There is a chance your remaining styloid process or calcified stylohyoid ligament or both is/are causing your remaining symptoms. Some doctors only look for an elongated styloid process but a calcified stylohoid ligament (or both an elongated styloid process & elongated s-h ligament) can also cause ES symptoms. Also, a normal length styloid process that is extra thick or curved or pointed can cause ES symptoms but doctors don’t look for those things in a CT, they seem to only be interested in length. I’m telling you this as your remaining styloid may fall into one of the above categories so it’s worth it for you to check that out. In bilateral ES cases, after one styloid process is removed, the second one often causes symptoms to flare back up. Thus full ES recovery cannot occur until the second side is taken care of.

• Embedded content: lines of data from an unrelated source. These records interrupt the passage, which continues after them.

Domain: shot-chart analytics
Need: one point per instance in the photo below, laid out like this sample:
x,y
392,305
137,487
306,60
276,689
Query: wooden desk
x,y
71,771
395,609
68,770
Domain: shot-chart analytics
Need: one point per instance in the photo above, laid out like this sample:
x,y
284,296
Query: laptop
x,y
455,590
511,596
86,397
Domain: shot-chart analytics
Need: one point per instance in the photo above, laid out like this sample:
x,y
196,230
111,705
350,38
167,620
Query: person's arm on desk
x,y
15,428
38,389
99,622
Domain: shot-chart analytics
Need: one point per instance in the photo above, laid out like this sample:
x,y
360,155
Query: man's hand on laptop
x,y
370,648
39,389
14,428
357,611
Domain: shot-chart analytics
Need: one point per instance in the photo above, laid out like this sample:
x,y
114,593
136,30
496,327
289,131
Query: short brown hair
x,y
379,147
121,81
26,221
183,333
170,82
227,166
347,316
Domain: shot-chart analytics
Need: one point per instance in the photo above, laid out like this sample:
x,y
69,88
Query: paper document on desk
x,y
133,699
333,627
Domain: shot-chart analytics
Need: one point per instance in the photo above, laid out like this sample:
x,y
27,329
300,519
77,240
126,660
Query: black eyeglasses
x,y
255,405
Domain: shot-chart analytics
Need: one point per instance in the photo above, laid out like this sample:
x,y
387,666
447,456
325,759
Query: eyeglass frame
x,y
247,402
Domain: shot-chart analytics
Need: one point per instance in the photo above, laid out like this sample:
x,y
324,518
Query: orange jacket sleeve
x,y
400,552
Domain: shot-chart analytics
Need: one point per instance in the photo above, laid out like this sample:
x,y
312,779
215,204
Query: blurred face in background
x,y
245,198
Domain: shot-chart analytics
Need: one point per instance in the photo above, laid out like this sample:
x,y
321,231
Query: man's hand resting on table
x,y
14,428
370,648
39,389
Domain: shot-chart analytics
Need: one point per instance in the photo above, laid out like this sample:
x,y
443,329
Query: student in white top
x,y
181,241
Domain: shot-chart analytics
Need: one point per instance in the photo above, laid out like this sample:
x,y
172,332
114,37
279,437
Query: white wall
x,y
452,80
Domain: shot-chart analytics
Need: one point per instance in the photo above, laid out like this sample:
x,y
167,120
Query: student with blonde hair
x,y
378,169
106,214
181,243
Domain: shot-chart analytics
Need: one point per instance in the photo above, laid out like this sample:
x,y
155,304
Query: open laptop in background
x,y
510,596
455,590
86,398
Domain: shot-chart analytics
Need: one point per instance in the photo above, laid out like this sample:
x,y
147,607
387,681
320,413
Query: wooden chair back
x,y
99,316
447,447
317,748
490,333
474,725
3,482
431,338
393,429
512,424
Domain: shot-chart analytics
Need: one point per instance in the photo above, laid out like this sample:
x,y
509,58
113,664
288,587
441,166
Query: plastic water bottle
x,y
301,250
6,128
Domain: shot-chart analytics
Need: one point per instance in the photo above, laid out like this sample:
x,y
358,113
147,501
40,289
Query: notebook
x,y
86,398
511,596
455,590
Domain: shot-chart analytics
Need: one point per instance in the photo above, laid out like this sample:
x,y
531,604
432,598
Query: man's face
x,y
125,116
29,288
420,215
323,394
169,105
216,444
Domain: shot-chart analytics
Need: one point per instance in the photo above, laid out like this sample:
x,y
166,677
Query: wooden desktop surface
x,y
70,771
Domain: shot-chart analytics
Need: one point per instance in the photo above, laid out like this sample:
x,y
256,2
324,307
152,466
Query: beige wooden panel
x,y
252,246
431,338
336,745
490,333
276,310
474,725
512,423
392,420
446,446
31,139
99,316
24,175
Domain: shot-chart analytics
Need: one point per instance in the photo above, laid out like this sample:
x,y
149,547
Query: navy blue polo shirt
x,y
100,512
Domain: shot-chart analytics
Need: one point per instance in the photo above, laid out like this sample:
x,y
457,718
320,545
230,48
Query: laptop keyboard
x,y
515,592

Did you have intraoral or external surgery? Do you know how much of your styloid process the doctor removed? Ideally, the styloid process should be cut back to the skull base & the s-h ligament removed from the tip of the styloid to the hyoid bone. When the styloid is only shortened, symptoms can sometimes remain because not enough bone was removed.
I hope you find encouragement here & the information you need to fully recover ASAP!
My surgery was external and he told me that he got out the whole thing I’m not exactly sure how much. He said mine was thicker then it was long but I am not sure why he does not think the left one would have to be taken out. I will ask him the next time I have the chance to.
Glad to know you had external surgery. I think your plan to talk to your doctor about the remaining styloid is good. Do you have another post op follow-up coming up?
I do agree with your doctor that time is necessary for you to really know how much the surgery helped, however, if your current symptoms don’t begin to resolve by 6-8 weeks, I’d be very suspicious that your remaining styloid process is the perpetrator.
Hopefully you’ll begin to have relief soon though.
I have sent you a welcome message before I saw your discussion, so won’t repeat it all, & it’s already been covered by the others too, pretty comprehensively!
So I wish you well & would urge you as well to be patient, it is still early days…& if you can find out more info about the remaining styloid then that would be useful to see if you think that’s causing problems still.
Just wondering what treatment you’d tried before surgery; have you tried nerve pain medications? That might help you in the meantime, if you’ve not already tried it.
Hope that things improve for you soon, & will add you to my prayer list!
I did check up for my eagle syndrome and having same symptoms like yours. Did CT scan and I am negative for eagle syndrome but having my throat pain and headache continue and after 6 months I am diagnosed with TMD or TMJ (temporomandibural joint). Try to press under your ear and open your jaw wide. If you feel pain then ask doctor about TMJ. Wish you will be out of your trouble very soon.
Welcome! I hear patience is our friend. Good luck and Godspeed!
Hello, I had my surgery over 7 years ago. I immediately went from what I called level 15 pain to level 9 pain. I too am diagnosed with TMJ and tight muscles all through your my face and neck / shoulder area. I have worked with therapist weekly to continue the healing of my body. If I lift anything over 10 pounds, have my head in certain positions or look up my pain starts again. I have given up working on computers and pay close attention to body position both awake and asleep. My body is still healing but now I feel more in control of my pain then before surgery. I would work with a good therapist and find natural ways to deal with any pain you are in. Things get better but it is a healing process.